Compromiso es una obligación que elegimos o a la que nos fuerzan.

En conciencia es una situación ineludible, porque quien la niega entra en un territorio de falsedad evidente y de conflicto consigo mismo/a que genera síntomas y malestar:
lo siento, no puedo ir esta noche porque tengo un compromiso ineludible; siente la imperiosa necesidad de eludir cualquier compromiso con la realidad o con los demás, esquivando siempre el dolor psíquico, la ansiedad o la frustración”
El compromiso no es garantía de éxito, pero es un buen camino si se asumen las consecuencias que implica. Una marca que se compromete a algo con sus clientes puede o no cumplir después y su credibilidad dependerá de ese cumplimiento. El compromiso es un camino.
Porque también ocurre que la palabra compromiso suele encender el imaginario romántico, el proceso de formalización del amor, el contrato entre personas que más placeres y displaceres genera en la vida de los humanos. Si no es así piensen en los gastos de una boda, en los dolores de cabeza de la vida en pareja, en las comidas de los domingos con la familia política, en la Navidad, en los divorcios express….:

 

Relación amorosa formal que mantienen dos personas.

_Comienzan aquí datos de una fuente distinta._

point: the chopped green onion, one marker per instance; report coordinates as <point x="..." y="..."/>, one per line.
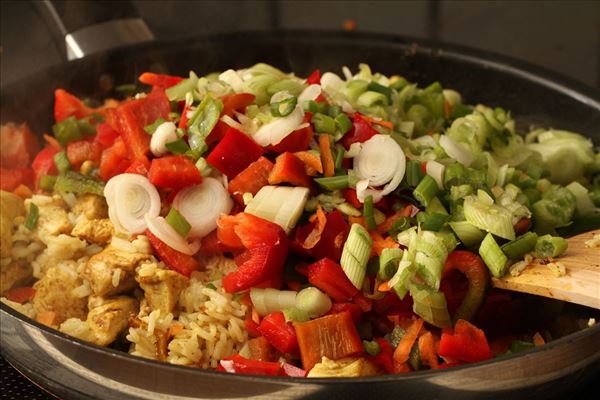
<point x="323" y="123"/>
<point x="313" y="301"/>
<point x="284" y="107"/>
<point x="32" y="217"/>
<point x="355" y="254"/>
<point x="426" y="190"/>
<point x="179" y="146"/>
<point x="388" y="263"/>
<point x="414" y="173"/>
<point x="151" y="128"/>
<point x="493" y="256"/>
<point x="295" y="315"/>
<point x="333" y="182"/>
<point x="371" y="347"/>
<point x="550" y="246"/>
<point x="62" y="162"/>
<point x="74" y="182"/>
<point x="368" y="213"/>
<point x="516" y="249"/>
<point x="178" y="222"/>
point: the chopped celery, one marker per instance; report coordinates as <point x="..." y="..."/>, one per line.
<point x="493" y="256"/>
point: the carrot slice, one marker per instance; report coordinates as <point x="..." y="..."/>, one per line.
<point x="326" y="156"/>
<point x="403" y="350"/>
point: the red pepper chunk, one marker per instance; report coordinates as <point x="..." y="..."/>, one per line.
<point x="332" y="336"/>
<point x="465" y="343"/>
<point x="330" y="278"/>
<point x="234" y="153"/>
<point x="175" y="260"/>
<point x="279" y="333"/>
<point x="360" y="132"/>
<point x="265" y="244"/>
<point x="173" y="172"/>
<point x="250" y="180"/>
<point x="289" y="169"/>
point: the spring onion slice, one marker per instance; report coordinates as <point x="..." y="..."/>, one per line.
<point x="269" y="300"/>
<point x="355" y="254"/>
<point x="130" y="197"/>
<point x="168" y="235"/>
<point x="201" y="205"/>
<point x="313" y="301"/>
<point x="489" y="217"/>
<point x="282" y="205"/>
<point x="279" y="128"/>
<point x="379" y="162"/>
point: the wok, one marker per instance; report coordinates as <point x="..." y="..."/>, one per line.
<point x="74" y="369"/>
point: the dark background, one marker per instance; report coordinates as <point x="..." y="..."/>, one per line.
<point x="563" y="36"/>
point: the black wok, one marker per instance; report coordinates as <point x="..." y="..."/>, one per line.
<point x="74" y="369"/>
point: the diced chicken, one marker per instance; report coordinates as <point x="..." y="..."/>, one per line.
<point x="14" y="274"/>
<point x="345" y="367"/>
<point x="54" y="292"/>
<point x="162" y="288"/>
<point x="97" y="231"/>
<point x="91" y="206"/>
<point x="112" y="271"/>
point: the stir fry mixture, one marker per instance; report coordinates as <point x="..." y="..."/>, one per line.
<point x="255" y="222"/>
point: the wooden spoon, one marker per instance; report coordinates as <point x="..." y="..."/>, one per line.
<point x="580" y="285"/>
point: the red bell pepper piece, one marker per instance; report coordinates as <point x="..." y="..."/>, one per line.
<point x="67" y="105"/>
<point x="279" y="333"/>
<point x="174" y="172"/>
<point x="160" y="80"/>
<point x="289" y="169"/>
<point x="11" y="178"/>
<point x="43" y="163"/>
<point x="478" y="276"/>
<point x="330" y="278"/>
<point x="130" y="118"/>
<point x="20" y="295"/>
<point x="265" y="245"/>
<point x="332" y="336"/>
<point x="82" y="150"/>
<point x="250" y="180"/>
<point x="234" y="153"/>
<point x="240" y="365"/>
<point x="177" y="261"/>
<point x="465" y="343"/>
<point x="360" y="132"/>
<point x="19" y="146"/>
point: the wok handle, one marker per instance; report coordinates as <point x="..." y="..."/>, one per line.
<point x="88" y="27"/>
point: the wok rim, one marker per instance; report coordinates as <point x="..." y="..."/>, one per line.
<point x="540" y="75"/>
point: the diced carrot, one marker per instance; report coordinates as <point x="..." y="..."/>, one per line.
<point x="326" y="156"/>
<point x="312" y="162"/>
<point x="403" y="350"/>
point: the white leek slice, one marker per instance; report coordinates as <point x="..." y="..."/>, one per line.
<point x="130" y="197"/>
<point x="201" y="205"/>
<point x="169" y="236"/>
<point x="456" y="150"/>
<point x="165" y="133"/>
<point x="282" y="205"/>
<point x="436" y="171"/>
<point x="279" y="128"/>
<point x="380" y="162"/>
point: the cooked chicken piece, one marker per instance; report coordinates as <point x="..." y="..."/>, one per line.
<point x="162" y="288"/>
<point x="54" y="293"/>
<point x="11" y="206"/>
<point x="91" y="206"/>
<point x="109" y="320"/>
<point x="15" y="274"/>
<point x="112" y="271"/>
<point x="346" y="367"/>
<point x="97" y="231"/>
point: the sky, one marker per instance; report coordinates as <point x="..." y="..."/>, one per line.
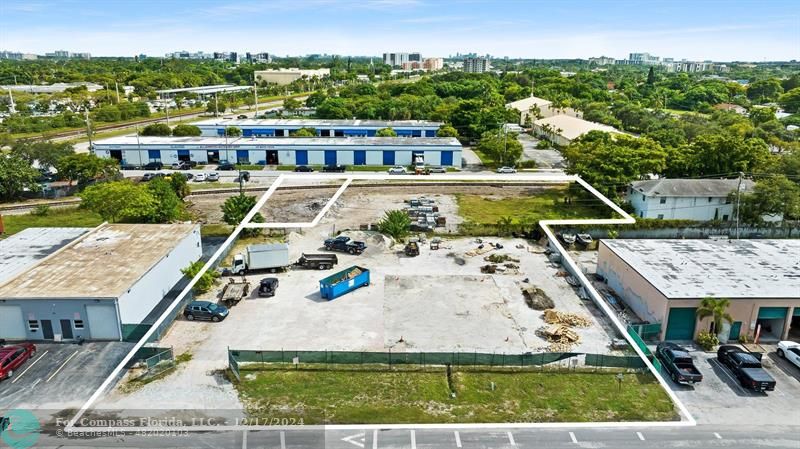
<point x="729" y="30"/>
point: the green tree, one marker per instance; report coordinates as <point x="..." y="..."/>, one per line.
<point x="446" y="130"/>
<point x="717" y="309"/>
<point x="611" y="162"/>
<point x="385" y="132"/>
<point x="16" y="176"/>
<point x="206" y="281"/>
<point x="395" y="223"/>
<point x="85" y="167"/>
<point x="156" y="129"/>
<point x="790" y="101"/>
<point x="186" y="130"/>
<point x="504" y="149"/>
<point x="119" y="201"/>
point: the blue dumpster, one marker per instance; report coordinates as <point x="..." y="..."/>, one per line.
<point x="343" y="282"/>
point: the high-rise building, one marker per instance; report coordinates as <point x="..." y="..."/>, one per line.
<point x="477" y="65"/>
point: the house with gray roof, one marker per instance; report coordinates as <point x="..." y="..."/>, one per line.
<point x="686" y="199"/>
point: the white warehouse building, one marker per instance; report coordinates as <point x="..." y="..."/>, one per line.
<point x="106" y="283"/>
<point x="132" y="150"/>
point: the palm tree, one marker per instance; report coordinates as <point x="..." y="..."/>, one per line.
<point x="717" y="308"/>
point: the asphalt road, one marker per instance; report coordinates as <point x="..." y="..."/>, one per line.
<point x="655" y="437"/>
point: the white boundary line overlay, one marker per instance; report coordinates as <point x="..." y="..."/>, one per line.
<point x="532" y="177"/>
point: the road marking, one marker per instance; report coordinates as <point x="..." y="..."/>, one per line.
<point x="358" y="441"/>
<point x="62" y="366"/>
<point x="30" y="366"/>
<point x="511" y="439"/>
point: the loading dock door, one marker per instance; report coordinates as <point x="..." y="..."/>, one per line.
<point x="102" y="322"/>
<point x="680" y="325"/>
<point x="11" y="324"/>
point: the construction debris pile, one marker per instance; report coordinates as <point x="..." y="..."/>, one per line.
<point x="424" y="214"/>
<point x="559" y="333"/>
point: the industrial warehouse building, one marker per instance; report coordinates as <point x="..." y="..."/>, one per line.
<point x="324" y="128"/>
<point x="663" y="281"/>
<point x="445" y="151"/>
<point x="96" y="284"/>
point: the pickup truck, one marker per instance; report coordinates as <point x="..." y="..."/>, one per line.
<point x="345" y="244"/>
<point x="678" y="363"/>
<point x="746" y="367"/>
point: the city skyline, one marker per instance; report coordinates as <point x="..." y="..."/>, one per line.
<point x="747" y="31"/>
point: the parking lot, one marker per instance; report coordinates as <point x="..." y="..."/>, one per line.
<point x="61" y="376"/>
<point x="720" y="399"/>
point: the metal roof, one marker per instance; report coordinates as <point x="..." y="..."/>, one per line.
<point x="691" y="187"/>
<point x="305" y="142"/>
<point x="312" y="123"/>
<point x="31" y="245"/>
<point x="103" y="263"/>
<point x="734" y="269"/>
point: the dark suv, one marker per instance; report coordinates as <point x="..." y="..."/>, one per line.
<point x="205" y="310"/>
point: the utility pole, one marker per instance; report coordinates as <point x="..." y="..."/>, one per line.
<point x="738" y="197"/>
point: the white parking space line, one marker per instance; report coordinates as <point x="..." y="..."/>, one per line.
<point x="62" y="366"/>
<point x="572" y="437"/>
<point x="30" y="366"/>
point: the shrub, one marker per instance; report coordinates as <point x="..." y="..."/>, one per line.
<point x="707" y="340"/>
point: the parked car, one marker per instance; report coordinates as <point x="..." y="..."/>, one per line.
<point x="746" y="367"/>
<point x="678" y="363"/>
<point x="13" y="356"/>
<point x="397" y="170"/>
<point x="790" y="351"/>
<point x="205" y="310"/>
<point x="153" y="166"/>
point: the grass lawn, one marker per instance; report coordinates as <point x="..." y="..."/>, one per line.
<point x="544" y="205"/>
<point x="348" y="396"/>
<point x="65" y="217"/>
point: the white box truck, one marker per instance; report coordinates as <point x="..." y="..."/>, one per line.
<point x="268" y="256"/>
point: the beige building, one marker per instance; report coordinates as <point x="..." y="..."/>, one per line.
<point x="562" y="129"/>
<point x="663" y="281"/>
<point x="283" y="77"/>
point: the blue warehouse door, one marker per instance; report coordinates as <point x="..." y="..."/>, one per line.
<point x="447" y="158"/>
<point x="360" y="157"/>
<point x="301" y="157"/>
<point x="330" y="157"/>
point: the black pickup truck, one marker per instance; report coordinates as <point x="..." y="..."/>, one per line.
<point x="746" y="367"/>
<point x="345" y="244"/>
<point x="678" y="363"/>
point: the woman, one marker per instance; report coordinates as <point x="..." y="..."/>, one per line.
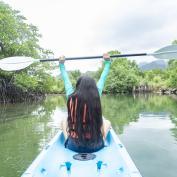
<point x="85" y="129"/>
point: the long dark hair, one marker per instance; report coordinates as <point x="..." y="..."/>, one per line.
<point x="84" y="113"/>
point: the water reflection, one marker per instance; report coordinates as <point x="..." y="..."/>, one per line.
<point x="26" y="128"/>
<point x="123" y="110"/>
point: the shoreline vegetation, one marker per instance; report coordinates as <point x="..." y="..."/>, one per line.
<point x="32" y="84"/>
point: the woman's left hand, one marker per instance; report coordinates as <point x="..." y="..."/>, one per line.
<point x="106" y="57"/>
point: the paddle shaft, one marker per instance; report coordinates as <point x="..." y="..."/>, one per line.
<point x="95" y="57"/>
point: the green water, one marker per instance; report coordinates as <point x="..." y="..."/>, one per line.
<point x="147" y="126"/>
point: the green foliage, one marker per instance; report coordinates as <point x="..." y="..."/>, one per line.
<point x="123" y="76"/>
<point x="22" y="39"/>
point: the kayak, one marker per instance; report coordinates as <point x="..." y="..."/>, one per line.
<point x="57" y="161"/>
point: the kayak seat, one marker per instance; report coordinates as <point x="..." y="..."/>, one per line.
<point x="84" y="156"/>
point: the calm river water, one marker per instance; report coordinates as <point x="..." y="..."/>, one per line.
<point x="146" y="124"/>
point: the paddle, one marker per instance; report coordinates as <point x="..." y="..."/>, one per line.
<point x="21" y="62"/>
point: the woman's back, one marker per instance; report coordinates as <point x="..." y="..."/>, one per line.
<point x="85" y="114"/>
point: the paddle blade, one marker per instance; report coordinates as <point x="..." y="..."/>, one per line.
<point x="16" y="63"/>
<point x="168" y="52"/>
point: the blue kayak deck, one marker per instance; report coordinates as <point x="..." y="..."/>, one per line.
<point x="57" y="161"/>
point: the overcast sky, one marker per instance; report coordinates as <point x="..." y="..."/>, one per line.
<point x="92" y="27"/>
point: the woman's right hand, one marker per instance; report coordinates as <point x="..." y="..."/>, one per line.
<point x="106" y="57"/>
<point x="61" y="59"/>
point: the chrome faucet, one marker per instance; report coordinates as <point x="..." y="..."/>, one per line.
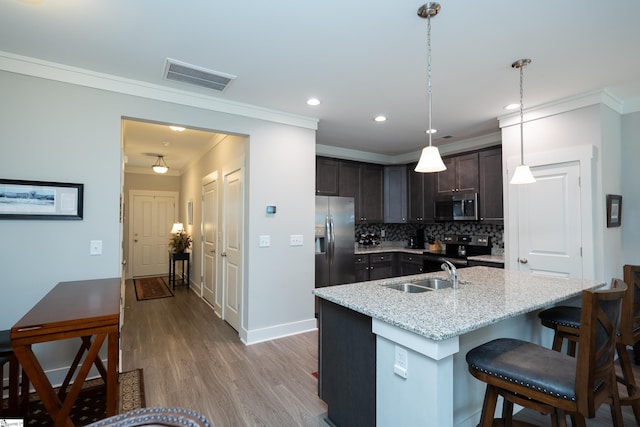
<point x="451" y="271"/>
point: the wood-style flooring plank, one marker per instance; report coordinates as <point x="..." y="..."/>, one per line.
<point x="192" y="359"/>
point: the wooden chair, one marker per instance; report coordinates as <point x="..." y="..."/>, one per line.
<point x="545" y="380"/>
<point x="18" y="399"/>
<point x="632" y="327"/>
<point x="150" y="417"/>
<point x="566" y="323"/>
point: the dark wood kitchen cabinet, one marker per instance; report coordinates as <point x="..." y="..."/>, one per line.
<point x="395" y="194"/>
<point x="420" y="207"/>
<point x="490" y="201"/>
<point x="346" y="365"/>
<point x="374" y="266"/>
<point x="461" y="175"/>
<point x="327" y="176"/>
<point x="365" y="183"/>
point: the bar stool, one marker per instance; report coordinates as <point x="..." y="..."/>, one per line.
<point x="18" y="400"/>
<point x="565" y="321"/>
<point x="545" y="380"/>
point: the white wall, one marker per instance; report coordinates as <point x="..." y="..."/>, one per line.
<point x="595" y="125"/>
<point x="55" y="131"/>
<point x="631" y="188"/>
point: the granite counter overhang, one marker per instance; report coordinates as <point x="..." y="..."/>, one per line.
<point x="486" y="295"/>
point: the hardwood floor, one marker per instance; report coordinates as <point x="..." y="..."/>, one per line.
<point x="192" y="359"/>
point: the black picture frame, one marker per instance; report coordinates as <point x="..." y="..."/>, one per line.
<point x="40" y="200"/>
<point x="614" y="210"/>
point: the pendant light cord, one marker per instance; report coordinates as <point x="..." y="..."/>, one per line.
<point x="430" y="95"/>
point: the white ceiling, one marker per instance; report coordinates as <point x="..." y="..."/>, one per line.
<point x="361" y="58"/>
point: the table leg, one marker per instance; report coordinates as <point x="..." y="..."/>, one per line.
<point x="40" y="382"/>
<point x="112" y="374"/>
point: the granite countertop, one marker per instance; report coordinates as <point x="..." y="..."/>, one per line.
<point x="486" y="295"/>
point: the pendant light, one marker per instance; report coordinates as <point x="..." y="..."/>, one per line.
<point x="522" y="174"/>
<point x="160" y="166"/>
<point x="430" y="160"/>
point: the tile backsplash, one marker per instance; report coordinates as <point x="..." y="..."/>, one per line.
<point x="402" y="232"/>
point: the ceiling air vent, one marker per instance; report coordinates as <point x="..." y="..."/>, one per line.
<point x="198" y="76"/>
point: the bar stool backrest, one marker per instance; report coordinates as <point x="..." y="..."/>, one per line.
<point x="630" y="322"/>
<point x="599" y="323"/>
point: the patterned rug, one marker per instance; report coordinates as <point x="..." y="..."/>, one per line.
<point x="90" y="405"/>
<point x="151" y="288"/>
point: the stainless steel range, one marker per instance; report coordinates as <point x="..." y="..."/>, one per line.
<point x="458" y="248"/>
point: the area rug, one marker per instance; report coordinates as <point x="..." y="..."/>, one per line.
<point x="151" y="288"/>
<point x="91" y="404"/>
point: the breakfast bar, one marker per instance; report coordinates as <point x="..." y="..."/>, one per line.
<point x="415" y="344"/>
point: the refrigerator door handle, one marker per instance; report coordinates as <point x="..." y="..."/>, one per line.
<point x="332" y="240"/>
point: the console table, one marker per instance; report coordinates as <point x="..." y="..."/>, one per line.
<point x="179" y="256"/>
<point x="85" y="309"/>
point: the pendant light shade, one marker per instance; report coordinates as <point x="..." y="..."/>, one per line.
<point x="430" y="160"/>
<point x="522" y="174"/>
<point x="160" y="166"/>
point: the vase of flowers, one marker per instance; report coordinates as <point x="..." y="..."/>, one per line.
<point x="180" y="242"/>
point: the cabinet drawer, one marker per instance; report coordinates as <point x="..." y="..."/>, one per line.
<point x="411" y="258"/>
<point x="380" y="258"/>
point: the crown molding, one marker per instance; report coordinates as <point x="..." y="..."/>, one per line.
<point x="63" y="73"/>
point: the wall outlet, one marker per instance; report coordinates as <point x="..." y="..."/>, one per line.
<point x="95" y="247"/>
<point x="265" y="241"/>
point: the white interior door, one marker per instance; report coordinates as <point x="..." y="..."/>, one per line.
<point x="151" y="220"/>
<point x="232" y="251"/>
<point x="211" y="290"/>
<point x="549" y="221"/>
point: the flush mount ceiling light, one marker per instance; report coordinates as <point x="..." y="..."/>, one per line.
<point x="522" y="174"/>
<point x="430" y="160"/>
<point x="160" y="166"/>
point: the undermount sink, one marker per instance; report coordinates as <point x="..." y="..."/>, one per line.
<point x="424" y="285"/>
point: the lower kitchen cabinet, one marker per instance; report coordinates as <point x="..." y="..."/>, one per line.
<point x="346" y="365"/>
<point x="374" y="266"/>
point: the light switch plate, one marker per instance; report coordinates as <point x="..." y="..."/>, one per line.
<point x="95" y="247"/>
<point x="265" y="241"/>
<point x="295" y="240"/>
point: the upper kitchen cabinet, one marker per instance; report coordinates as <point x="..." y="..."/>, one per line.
<point x="363" y="182"/>
<point x="420" y="195"/>
<point x="461" y="175"/>
<point x="327" y="176"/>
<point x="395" y="194"/>
<point x="490" y="195"/>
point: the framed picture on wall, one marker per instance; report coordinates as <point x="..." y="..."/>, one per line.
<point x="40" y="200"/>
<point x="614" y="210"/>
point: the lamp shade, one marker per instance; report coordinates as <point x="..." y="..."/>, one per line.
<point x="522" y="175"/>
<point x="430" y="160"/>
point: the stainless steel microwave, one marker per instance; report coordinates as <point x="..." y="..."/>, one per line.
<point x="457" y="207"/>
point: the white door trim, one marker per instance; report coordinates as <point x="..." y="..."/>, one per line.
<point x="585" y="155"/>
<point x="132" y="195"/>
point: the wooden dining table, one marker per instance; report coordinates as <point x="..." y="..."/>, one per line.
<point x="88" y="310"/>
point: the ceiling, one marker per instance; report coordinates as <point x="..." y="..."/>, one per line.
<point x="361" y="58"/>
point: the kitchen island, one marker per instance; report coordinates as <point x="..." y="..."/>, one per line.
<point x="412" y="358"/>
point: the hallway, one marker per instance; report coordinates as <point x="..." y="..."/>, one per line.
<point x="192" y="359"/>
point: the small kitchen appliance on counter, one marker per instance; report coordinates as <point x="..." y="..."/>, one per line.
<point x="458" y="247"/>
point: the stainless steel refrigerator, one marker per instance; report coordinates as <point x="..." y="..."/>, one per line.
<point x="334" y="242"/>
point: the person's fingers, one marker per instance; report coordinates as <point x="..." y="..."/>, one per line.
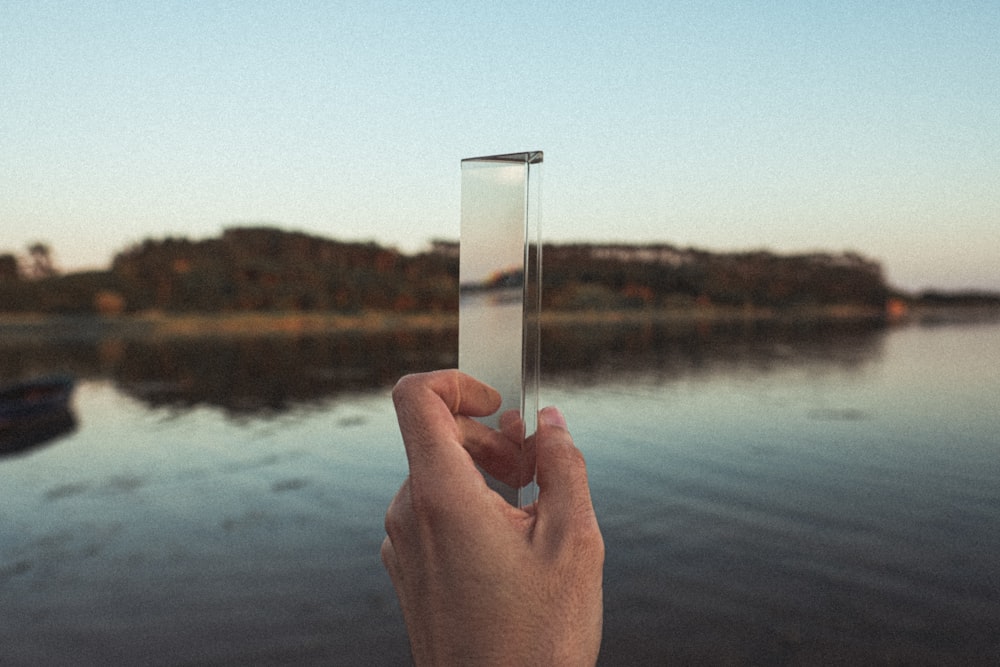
<point x="426" y="407"/>
<point x="504" y="454"/>
<point x="563" y="490"/>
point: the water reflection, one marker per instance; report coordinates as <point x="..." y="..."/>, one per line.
<point x="268" y="375"/>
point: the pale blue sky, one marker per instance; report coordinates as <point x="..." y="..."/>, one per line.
<point x="794" y="126"/>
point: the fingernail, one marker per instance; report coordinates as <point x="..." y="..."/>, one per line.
<point x="551" y="416"/>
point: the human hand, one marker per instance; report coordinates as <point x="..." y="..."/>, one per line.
<point x="481" y="582"/>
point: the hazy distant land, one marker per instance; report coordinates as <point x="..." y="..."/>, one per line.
<point x="261" y="280"/>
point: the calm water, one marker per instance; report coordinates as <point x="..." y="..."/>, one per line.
<point x="797" y="496"/>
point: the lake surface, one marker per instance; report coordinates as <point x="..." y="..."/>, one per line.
<point x="769" y="495"/>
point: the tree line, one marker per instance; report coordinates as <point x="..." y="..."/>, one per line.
<point x="269" y="269"/>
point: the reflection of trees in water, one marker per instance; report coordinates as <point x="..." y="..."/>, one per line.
<point x="669" y="351"/>
<point x="273" y="374"/>
<point x="263" y="375"/>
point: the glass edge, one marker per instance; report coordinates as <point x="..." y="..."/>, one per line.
<point x="527" y="157"/>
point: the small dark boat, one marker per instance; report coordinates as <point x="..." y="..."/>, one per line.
<point x="35" y="411"/>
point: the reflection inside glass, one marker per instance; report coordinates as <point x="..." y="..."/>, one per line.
<point x="499" y="286"/>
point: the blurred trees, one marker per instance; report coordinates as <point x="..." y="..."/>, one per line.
<point x="268" y="269"/>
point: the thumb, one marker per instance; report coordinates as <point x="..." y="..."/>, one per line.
<point x="563" y="490"/>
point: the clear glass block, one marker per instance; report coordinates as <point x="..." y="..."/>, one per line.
<point x="500" y="287"/>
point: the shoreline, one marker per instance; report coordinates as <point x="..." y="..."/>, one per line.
<point x="25" y="327"/>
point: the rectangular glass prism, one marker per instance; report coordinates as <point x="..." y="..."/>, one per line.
<point x="500" y="286"/>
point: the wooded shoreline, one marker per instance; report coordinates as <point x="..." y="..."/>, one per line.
<point x="22" y="328"/>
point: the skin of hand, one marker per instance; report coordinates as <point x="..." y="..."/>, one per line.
<point x="481" y="582"/>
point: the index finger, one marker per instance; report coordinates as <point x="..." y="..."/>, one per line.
<point x="427" y="405"/>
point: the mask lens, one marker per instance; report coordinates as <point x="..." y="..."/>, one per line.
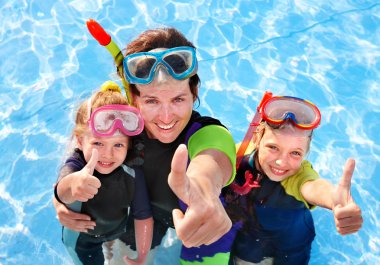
<point x="179" y="61"/>
<point x="106" y="120"/>
<point x="103" y="121"/>
<point x="141" y="66"/>
<point x="301" y="112"/>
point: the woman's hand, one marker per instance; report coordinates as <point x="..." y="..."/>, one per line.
<point x="205" y="220"/>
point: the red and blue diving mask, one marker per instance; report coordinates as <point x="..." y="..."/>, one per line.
<point x="107" y="120"/>
<point x="302" y="113"/>
<point x="179" y="62"/>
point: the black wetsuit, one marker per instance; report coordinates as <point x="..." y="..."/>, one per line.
<point x="156" y="163"/>
<point x="280" y="226"/>
<point x="121" y="191"/>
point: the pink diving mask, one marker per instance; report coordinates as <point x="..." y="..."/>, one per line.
<point x="106" y="120"/>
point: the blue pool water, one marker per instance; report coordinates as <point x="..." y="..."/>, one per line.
<point x="326" y="51"/>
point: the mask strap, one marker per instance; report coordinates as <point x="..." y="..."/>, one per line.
<point x="89" y="103"/>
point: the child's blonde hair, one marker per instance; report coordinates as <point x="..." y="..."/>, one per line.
<point x="110" y="93"/>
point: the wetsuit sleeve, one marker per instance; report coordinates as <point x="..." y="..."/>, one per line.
<point x="292" y="185"/>
<point x="214" y="137"/>
<point x="74" y="163"/>
<point x="140" y="204"/>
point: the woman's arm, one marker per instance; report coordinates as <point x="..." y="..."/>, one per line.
<point x="143" y="234"/>
<point x="205" y="219"/>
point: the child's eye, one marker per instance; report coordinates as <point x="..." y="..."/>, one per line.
<point x="178" y="99"/>
<point x="296" y="153"/>
<point x="272" y="147"/>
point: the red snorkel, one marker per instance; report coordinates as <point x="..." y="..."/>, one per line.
<point x="105" y="40"/>
<point x="249" y="181"/>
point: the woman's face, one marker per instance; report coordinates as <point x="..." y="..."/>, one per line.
<point x="280" y="154"/>
<point x="166" y="108"/>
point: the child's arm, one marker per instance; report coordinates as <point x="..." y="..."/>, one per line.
<point x="143" y="234"/>
<point x="80" y="185"/>
<point x="347" y="214"/>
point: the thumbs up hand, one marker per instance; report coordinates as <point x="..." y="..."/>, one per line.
<point x="205" y="219"/>
<point x="84" y="185"/>
<point x="347" y="214"/>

“las normas sociales establecen que el compromiso debe anunciarse cuando ya se sepa la fecha de la boda; cuando lo conocí no tenía compromiso alguno, ni novia, ni nada parecido”
Las marcas en realidad querrían este tipo de compromiso con muchos de sus clientes, conseguir engancharlos hasta ese punto, ¿o no?
Pero es encantadora esta otra acepción, aunque sea para pensar en ella y escribir. Porque ¿quien no la ha experimentado alguna vez? Otra cosa es si se la ha tratado siempre con esmero o más bien con desdén,:
[persona invitada] Que no es de confianza y debe ser tratado con esmero.
“tiene unas visitas de compromiso”
Y en definitiva el compromiso tambien es una posibilidad de acuerdo, una solución al menos de mínimos, que demuestra la voluntad de avanzar, mejor o peor, pero avanzar.
[solución, respuesta] Que, sin ser completamente satisfactorio, es correcto.
“la solución de compromiso entre posturas antagónicas fue una eucaristía estrictamente formal, reduciendo a mero símbolo el ayuno y, algo más tarde, reservando el vino para el ministro”

 

De manera que no olviden esta palabra, lo que conlleva. Pueden elegir la acepción a utilizar, o utilizar en cada caso la que les convenga, y hay algunas más que no se han comentado aquí, piensen en ello por favor.

El compromiso es una apuesta sin duda, un acto hacia adelante. Vivir sin compromiso, a lo mejor parece un ideal de libertad, salvaje y hermoso, pero paga su precio en soledad y abandono. El ser humano, las marcas, las organizaciones ¿pueden realmente vivir así?